Because, once the fever breaks, you're left with the few who care and ones who held your hand, whether it's a Mormon mom or that nurse that stuck it out and cared for you when it seemed like no one else could. (Unlike Prior, I had a husband who never left my side). But the thing about disease, as someone in the play says, you have to endure it alone because no one can feel what you feel or live what you're living, no matter how close they are.
See, I cannot "review" a show like this. I was too busy living inside the show. Was Zoe Kazan a "good" Harper? Was Frank Wood appropriately "mean" as Roy Cohn? Was the Mormon story "too" much an emotional center? I felt Harper's naked helplessness and Cohn's denialist rage against his own mortality, and Louis using his own rants against Cohn as a substitute target for his own self-hatred and betrayal was perfectly pitched.
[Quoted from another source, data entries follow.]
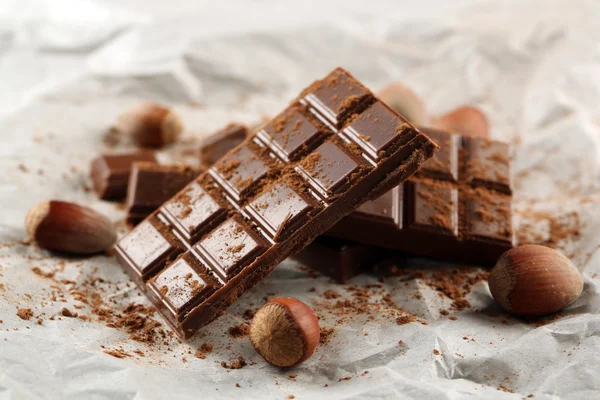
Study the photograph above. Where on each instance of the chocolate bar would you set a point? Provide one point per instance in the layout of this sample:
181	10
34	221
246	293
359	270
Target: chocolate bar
340	259
213	147
457	207
110	173
268	198
150	185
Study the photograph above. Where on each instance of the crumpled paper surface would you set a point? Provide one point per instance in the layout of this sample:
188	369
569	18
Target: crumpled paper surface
69	67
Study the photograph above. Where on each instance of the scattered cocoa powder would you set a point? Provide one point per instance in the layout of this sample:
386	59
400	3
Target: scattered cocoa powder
118	353
204	350
25	313
331	294
238	363
240	330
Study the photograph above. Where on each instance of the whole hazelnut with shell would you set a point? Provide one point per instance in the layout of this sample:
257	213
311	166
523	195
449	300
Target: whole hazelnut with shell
532	280
151	125
285	332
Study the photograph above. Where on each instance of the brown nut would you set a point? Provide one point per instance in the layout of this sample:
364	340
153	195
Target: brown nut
532	280
405	102
68	227
466	120
151	125
285	332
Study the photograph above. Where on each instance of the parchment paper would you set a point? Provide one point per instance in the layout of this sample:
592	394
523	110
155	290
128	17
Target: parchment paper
69	67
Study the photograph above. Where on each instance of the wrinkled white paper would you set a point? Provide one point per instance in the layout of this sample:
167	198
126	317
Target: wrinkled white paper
69	67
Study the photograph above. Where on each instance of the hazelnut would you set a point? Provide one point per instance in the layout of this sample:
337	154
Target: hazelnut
405	102
466	120
285	332
532	280
151	125
68	227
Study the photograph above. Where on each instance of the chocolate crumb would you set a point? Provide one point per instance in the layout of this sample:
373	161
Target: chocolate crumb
25	313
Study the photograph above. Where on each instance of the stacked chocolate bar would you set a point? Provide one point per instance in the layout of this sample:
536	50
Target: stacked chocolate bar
337	165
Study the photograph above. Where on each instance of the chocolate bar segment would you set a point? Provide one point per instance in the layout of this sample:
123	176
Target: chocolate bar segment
213	147
150	185
457	207
110	173
340	259
253	209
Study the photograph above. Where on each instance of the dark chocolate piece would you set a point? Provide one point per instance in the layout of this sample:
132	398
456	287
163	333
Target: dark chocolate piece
110	173
231	226
150	185
213	147
340	259
457	207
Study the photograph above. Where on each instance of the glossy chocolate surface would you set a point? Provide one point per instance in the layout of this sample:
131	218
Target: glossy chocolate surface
457	207
340	259
110	173
150	185
255	207
215	146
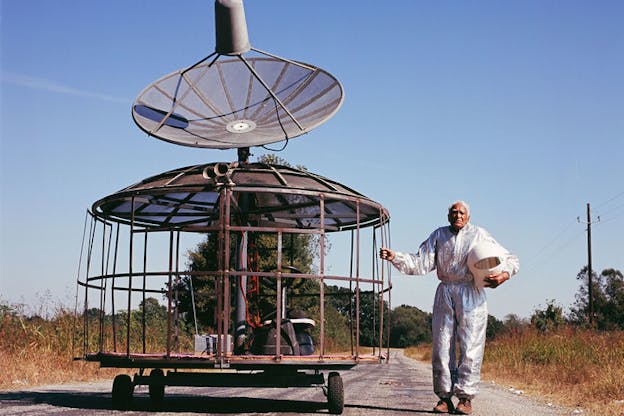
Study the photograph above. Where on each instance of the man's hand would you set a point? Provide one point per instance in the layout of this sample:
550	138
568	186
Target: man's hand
495	280
386	254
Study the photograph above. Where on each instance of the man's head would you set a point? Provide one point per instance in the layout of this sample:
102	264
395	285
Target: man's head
459	215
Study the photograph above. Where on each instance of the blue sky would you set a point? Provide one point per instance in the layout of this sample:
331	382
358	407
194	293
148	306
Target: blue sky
515	107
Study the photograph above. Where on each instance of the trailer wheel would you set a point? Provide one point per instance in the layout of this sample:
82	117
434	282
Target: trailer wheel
157	386
335	393
122	392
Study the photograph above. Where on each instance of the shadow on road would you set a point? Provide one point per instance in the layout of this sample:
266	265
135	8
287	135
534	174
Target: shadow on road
172	403
389	409
182	403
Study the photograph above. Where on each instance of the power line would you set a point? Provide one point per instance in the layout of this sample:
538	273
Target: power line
589	268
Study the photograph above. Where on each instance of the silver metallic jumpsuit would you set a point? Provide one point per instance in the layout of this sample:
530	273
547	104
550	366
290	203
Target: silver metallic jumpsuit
459	310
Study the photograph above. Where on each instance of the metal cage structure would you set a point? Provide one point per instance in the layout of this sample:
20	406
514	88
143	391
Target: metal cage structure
132	248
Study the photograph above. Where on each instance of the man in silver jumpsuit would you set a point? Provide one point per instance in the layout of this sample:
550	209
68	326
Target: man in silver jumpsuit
459	309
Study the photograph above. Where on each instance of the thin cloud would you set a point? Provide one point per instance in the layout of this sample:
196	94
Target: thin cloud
45	85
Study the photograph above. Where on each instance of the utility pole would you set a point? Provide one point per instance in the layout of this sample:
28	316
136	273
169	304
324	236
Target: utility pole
589	267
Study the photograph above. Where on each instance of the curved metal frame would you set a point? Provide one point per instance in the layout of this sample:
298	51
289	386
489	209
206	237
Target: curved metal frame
227	230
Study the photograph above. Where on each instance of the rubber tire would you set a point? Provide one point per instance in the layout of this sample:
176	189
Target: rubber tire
335	393
157	386
122	392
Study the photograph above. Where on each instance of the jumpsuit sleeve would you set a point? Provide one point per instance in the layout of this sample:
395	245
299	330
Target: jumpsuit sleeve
422	262
512	263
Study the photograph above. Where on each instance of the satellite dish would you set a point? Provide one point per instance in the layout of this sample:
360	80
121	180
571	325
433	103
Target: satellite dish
228	100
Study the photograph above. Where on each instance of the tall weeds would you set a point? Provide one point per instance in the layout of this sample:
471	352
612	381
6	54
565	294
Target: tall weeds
36	350
576	367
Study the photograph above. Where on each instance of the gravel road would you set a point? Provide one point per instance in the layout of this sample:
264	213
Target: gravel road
401	387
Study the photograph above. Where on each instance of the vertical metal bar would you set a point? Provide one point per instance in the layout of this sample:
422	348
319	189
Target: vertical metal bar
219	278
75	321
226	275
88	271
176	316
143	317
351	316
169	293
385	242
130	258
357	280
102	274
322	275
278	299
103	302
113	290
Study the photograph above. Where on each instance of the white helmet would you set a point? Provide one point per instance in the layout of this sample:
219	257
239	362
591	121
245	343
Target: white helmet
485	258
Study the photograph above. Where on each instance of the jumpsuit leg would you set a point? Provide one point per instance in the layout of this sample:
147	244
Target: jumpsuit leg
471	311
443	331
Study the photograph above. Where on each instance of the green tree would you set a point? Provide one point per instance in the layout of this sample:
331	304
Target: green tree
409	326
548	319
608	299
494	327
299	253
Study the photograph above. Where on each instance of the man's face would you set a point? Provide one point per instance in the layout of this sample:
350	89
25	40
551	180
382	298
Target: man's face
458	216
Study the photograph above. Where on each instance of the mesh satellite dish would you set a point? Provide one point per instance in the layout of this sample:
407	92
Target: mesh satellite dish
228	100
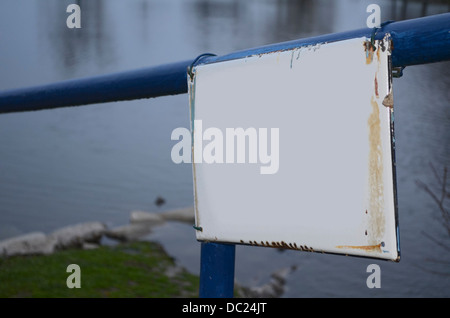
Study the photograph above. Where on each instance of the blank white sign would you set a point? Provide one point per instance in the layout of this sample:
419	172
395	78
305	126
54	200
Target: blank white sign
325	112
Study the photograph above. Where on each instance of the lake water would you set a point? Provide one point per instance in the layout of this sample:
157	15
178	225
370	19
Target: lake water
98	163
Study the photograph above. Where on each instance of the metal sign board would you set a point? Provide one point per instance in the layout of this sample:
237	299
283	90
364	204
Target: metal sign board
294	149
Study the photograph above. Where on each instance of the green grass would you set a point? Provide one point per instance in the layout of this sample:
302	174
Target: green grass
137	269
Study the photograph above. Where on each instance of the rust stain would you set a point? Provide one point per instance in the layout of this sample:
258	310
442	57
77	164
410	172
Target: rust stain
375	214
388	100
368	48
367	248
282	244
192	86
376	86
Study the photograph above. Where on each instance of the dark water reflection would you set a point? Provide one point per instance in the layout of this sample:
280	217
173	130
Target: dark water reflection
100	162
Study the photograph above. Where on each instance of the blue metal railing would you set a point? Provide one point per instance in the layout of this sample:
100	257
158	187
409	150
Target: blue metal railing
417	41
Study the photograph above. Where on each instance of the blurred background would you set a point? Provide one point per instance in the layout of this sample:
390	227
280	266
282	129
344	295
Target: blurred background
100	162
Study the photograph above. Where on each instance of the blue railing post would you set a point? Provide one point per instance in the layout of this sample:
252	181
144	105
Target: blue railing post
217	270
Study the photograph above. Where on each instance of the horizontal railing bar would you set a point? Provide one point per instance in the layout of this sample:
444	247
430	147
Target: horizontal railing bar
416	41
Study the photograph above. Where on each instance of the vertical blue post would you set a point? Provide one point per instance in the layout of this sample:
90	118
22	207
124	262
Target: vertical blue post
217	270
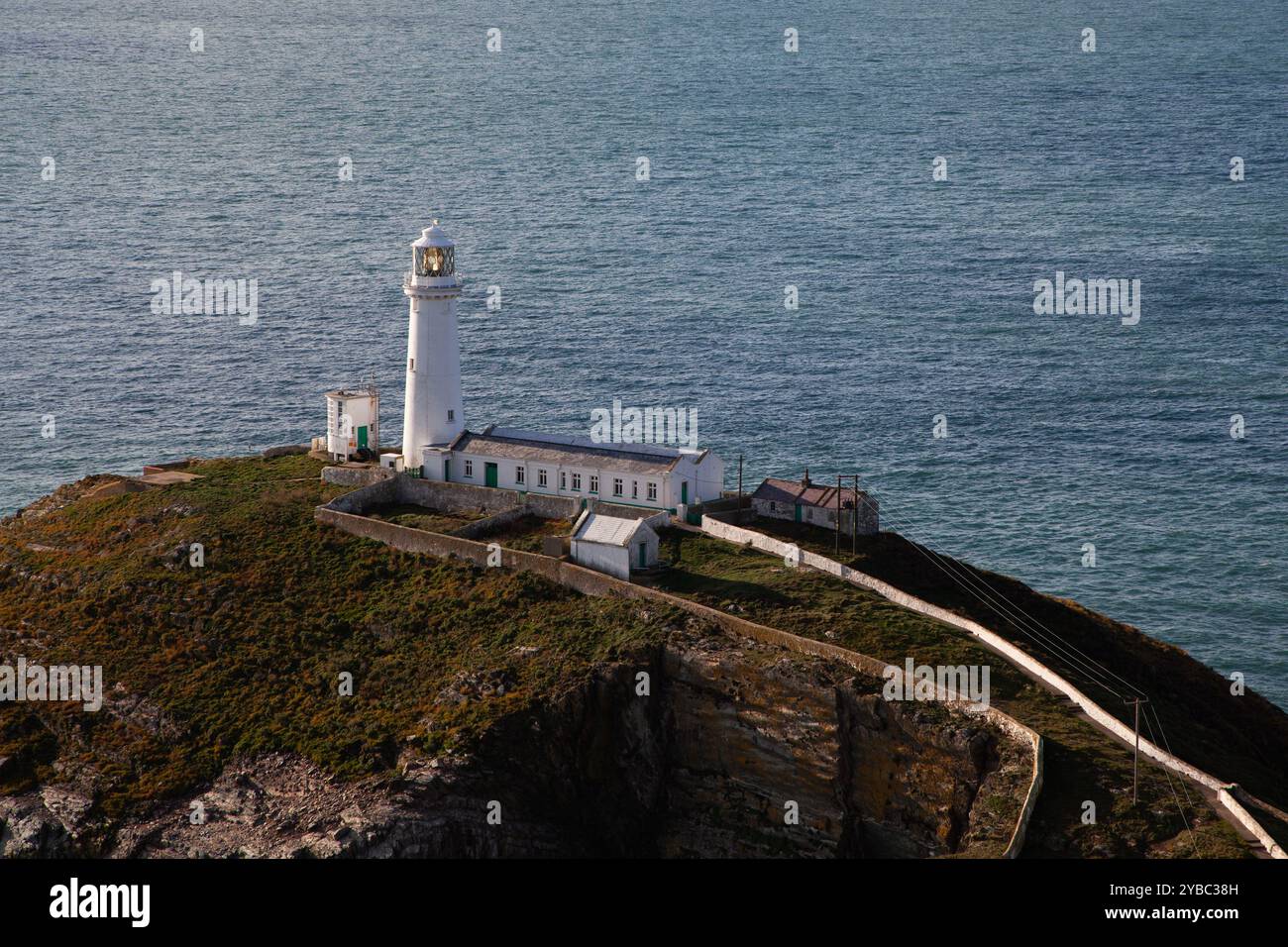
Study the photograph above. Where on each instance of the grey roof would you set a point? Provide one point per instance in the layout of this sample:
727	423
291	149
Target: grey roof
610	531
806	495
578	451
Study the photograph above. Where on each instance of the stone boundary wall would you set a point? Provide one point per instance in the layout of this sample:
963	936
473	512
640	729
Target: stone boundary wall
356	475
1227	795
480	526
1013	654
590	582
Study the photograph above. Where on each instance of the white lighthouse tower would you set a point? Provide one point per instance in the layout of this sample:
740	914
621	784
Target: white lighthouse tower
434	414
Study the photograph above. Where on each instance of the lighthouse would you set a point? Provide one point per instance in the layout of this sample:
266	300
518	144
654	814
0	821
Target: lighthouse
433	415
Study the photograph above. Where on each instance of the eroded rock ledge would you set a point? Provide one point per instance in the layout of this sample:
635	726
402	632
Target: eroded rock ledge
706	766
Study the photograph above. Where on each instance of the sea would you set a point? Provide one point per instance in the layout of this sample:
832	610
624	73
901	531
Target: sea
640	193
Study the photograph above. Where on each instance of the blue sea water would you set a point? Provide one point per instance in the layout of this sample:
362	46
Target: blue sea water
767	169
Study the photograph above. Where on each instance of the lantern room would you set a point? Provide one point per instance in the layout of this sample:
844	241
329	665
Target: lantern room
434	256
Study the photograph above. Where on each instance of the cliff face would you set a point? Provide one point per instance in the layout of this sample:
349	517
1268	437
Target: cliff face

His hatred of Cohn had nothing to do with politics and everything to do with a guilty man staring into a mirror, begging to be beaten, which is why he needed and pushed the wandering/weak Joe to beat the shit out of him.
I'm glad I missed the grand spectacle of the Broadway version because this intensely personal, pain-wracked play, which plays like a theatrical Incredible Hulk, bursting from his street clothes in order to stomp around the stage, smashing dioramas of ridiculous Mormons and laying waste to the streets of San Francisco, and the emptiness of the false promises of a heavenly savior, wakes up in the real world, a little smaller and little more human than how it came in, with people still imagining a better future that, in history's hindsight, reveals that the only better world you can create is within.
The Perestroika that seemed so promising gives way to Putin. The Red Menace, so scary before, is now wearing Muslim garb and the promise of Obama falls before Sarah Palin's Tea Party, and where today's Roy Cohn is named Karl Rove.
In many ways, the naivete of the characters at the end of Angels is just as politically and religiously ignorant as when they came in. And that's the world.
That's why this play, for me, is so rich. And that's why it works on this tiny human scale, where we all stand shivering in the Antarctic, alone, because, in the end, power, politics, and religion will fail. But faith -- and love -- in each other, and in ourselves -- to wrestle the angel to the ground -- is where our true salvation lies.